GBP/USD: 15-Minute Forex Chart

GBP/USD: 15-Minute Forex Chart

However, follow-through buying was not very strong. And that was likely due to the fact that pound bulls already bought up the pound ahead of and after the U.K.’s CPI report, which was also pretty upbeat.

GBP/USD: 15-Minute Forex Chart

GBP/USD: 15-Minute Forex Chart

Moreover, the February retail sales report was released on March 23, so pound bulls were likely wary of adding to their bullish bets, since the Scottish Parliament was expected to vote on backing another Scottish Referendum on March 28 and Theresa May was expected to formally start the Brexit process on March 29.
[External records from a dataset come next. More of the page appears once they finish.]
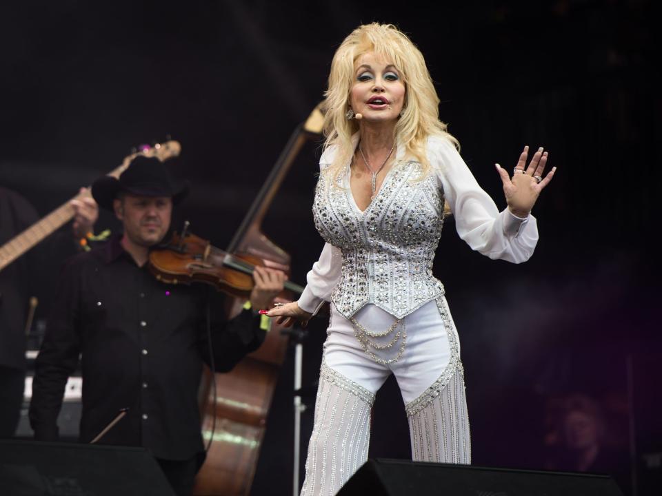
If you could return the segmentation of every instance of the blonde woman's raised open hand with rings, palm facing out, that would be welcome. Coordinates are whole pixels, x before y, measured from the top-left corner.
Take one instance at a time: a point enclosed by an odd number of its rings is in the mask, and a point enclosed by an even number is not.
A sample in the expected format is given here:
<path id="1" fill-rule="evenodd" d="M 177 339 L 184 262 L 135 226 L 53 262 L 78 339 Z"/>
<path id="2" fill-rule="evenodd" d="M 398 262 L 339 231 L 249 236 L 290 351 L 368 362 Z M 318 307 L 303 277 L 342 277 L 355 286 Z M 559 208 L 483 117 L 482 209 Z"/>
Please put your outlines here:
<path id="1" fill-rule="evenodd" d="M 543 177 L 548 158 L 548 153 L 543 152 L 543 147 L 540 147 L 534 153 L 529 167 L 525 169 L 528 154 L 529 147 L 525 146 L 519 156 L 517 165 L 515 165 L 512 178 L 508 176 L 508 172 L 501 165 L 495 164 L 496 172 L 499 172 L 499 176 L 501 176 L 503 194 L 505 194 L 505 201 L 508 203 L 508 208 L 513 215 L 518 217 L 529 215 L 540 192 L 550 183 L 554 177 L 554 172 L 556 172 L 556 167 L 552 167 L 552 170 Z"/>

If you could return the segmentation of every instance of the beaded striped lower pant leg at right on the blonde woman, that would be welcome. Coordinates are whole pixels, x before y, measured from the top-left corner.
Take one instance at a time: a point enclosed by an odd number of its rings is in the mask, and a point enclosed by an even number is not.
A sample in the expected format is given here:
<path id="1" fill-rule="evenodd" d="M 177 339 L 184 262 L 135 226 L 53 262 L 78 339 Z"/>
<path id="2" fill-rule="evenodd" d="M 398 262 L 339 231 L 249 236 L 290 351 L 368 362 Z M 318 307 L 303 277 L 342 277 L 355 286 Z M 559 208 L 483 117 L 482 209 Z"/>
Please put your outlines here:
<path id="1" fill-rule="evenodd" d="M 426 401 L 407 407 L 412 458 L 417 462 L 470 464 L 469 417 L 461 366 L 442 389 L 435 389 L 433 384 L 425 395 Z"/>

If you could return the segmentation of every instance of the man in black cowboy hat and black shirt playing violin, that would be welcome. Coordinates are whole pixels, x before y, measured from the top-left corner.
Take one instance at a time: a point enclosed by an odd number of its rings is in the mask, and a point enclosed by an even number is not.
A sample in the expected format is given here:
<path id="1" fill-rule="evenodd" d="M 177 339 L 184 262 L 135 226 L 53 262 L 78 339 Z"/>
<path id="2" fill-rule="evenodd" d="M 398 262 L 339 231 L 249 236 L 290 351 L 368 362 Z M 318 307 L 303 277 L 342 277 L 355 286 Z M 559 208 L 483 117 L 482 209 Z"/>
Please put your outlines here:
<path id="1" fill-rule="evenodd" d="M 145 446 L 179 495 L 190 495 L 204 459 L 197 391 L 203 361 L 229 371 L 265 338 L 259 309 L 283 289 L 281 271 L 257 268 L 250 307 L 223 317 L 223 296 L 207 285 L 166 285 L 148 269 L 149 252 L 188 193 L 157 158 L 138 156 L 119 180 L 92 185 L 123 236 L 70 260 L 37 358 L 30 422 L 54 440 L 68 375 L 81 354 L 81 442 L 90 442 L 121 409 L 126 416 L 100 443 Z"/>

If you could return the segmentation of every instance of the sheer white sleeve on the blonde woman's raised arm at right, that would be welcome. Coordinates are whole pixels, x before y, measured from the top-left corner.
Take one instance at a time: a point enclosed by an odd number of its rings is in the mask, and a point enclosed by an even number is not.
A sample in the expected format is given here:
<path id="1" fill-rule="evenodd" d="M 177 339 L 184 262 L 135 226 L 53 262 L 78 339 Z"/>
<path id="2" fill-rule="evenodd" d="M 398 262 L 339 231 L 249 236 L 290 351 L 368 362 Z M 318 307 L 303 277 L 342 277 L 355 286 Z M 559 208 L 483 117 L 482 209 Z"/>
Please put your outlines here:
<path id="1" fill-rule="evenodd" d="M 538 242 L 536 218 L 532 215 L 516 217 L 508 207 L 499 212 L 494 200 L 481 189 L 448 140 L 430 138 L 428 154 L 460 238 L 472 249 L 493 259 L 514 263 L 528 260 Z"/>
What’s the consensus this time?

  • Headline retail sales m/m: -0.3% expected vs. 1.4% previous
  • Headline retail sales y/y: 3.4% expected vs. 3.7% previous
  • Core retail sales m/m: -0.5% expected vs. 1.3% previous
  • Core retail sales y/y: 3.8% expected vs. 4.1% previous

For tomorrow’s retail sales report, both the monthly headline and core readings are expected to slip back into negative territory. Meanwhile, both the headline and core year-on-year readings are expected to print weaker increases. In short, the general consensus is that March is gonna be a poor month.

Looking at some of the leading and related indicators, Markit’s manufacturing PMI reading for March fell from 54.5 to a four-month low of 54.2. And according to commentary from the PMI report, the “slowdown was centred on consumer goods producers, with the pace of output growth in that industry only modest.”

Additional commentary from the PMI report, also noted that the “reduced buying power of the Pound has led to the 11th consecutive rise in input costs with consumers feeling the effects in the form of higher prices on the high street,” which led to the weakness in consumer goods production.

Moving on, the British Retail Consortium’s (BRC) retail sales monitor reported a 1% year-on-year decrease in March. Do note, however, that this does not necessarily mean a poor retail sales reading in March, since the BRC retail sales monitor printed a 0.4% fall previously, but headline retail sales surged by 3.4% year-on-year.

Anyhow, the U.K.’s jobs report for March showed that wage growth in real terms (adjusted for inflation) printed a 0.5% increase, after stagnating previously. However, that was due to the large bonus paid to private sector employees, and may therefore be temporary.

If bonuses are excluded, wages actually fell by 0.4% year-on-year, which is the first fall since August 2014. This means that inflation is already beginning to take its toll on the purchasing power of the average Brit. Although it remains to be seen if consumer spending took a hit in March.

Overall, the leading and related indicators are pointing to weakness in consumer spending during the March period.

In addition, BOE MPC member Gertjan Vlieghe warned in his April 5 speech that “The consumer slowdown, which initially did not materialise, now appears to be underway,” adding that the slowdown “is more likely to intensify than fade away.”

BOE Guv’nah Mark Carney agreed with Vlieghe, since Carney said in his April 7 speech that “are some signs of [strong consumer demand] coming off slowly.”

In any case, just remember that with all economic reports, a better-than-expected reading usually triggers a quick rally (for the pound) while a miss generally triggers a quick selloff.

Do note, however, that the pound has already appreciated by a lot this week, thanks to Theresa May’s surprise call for early elections. So unless the retail sales report is really good, there’s therefore a risk that some pound bulls would use the retail sales report as a chance to take some profits off the table to avoid weekend risk.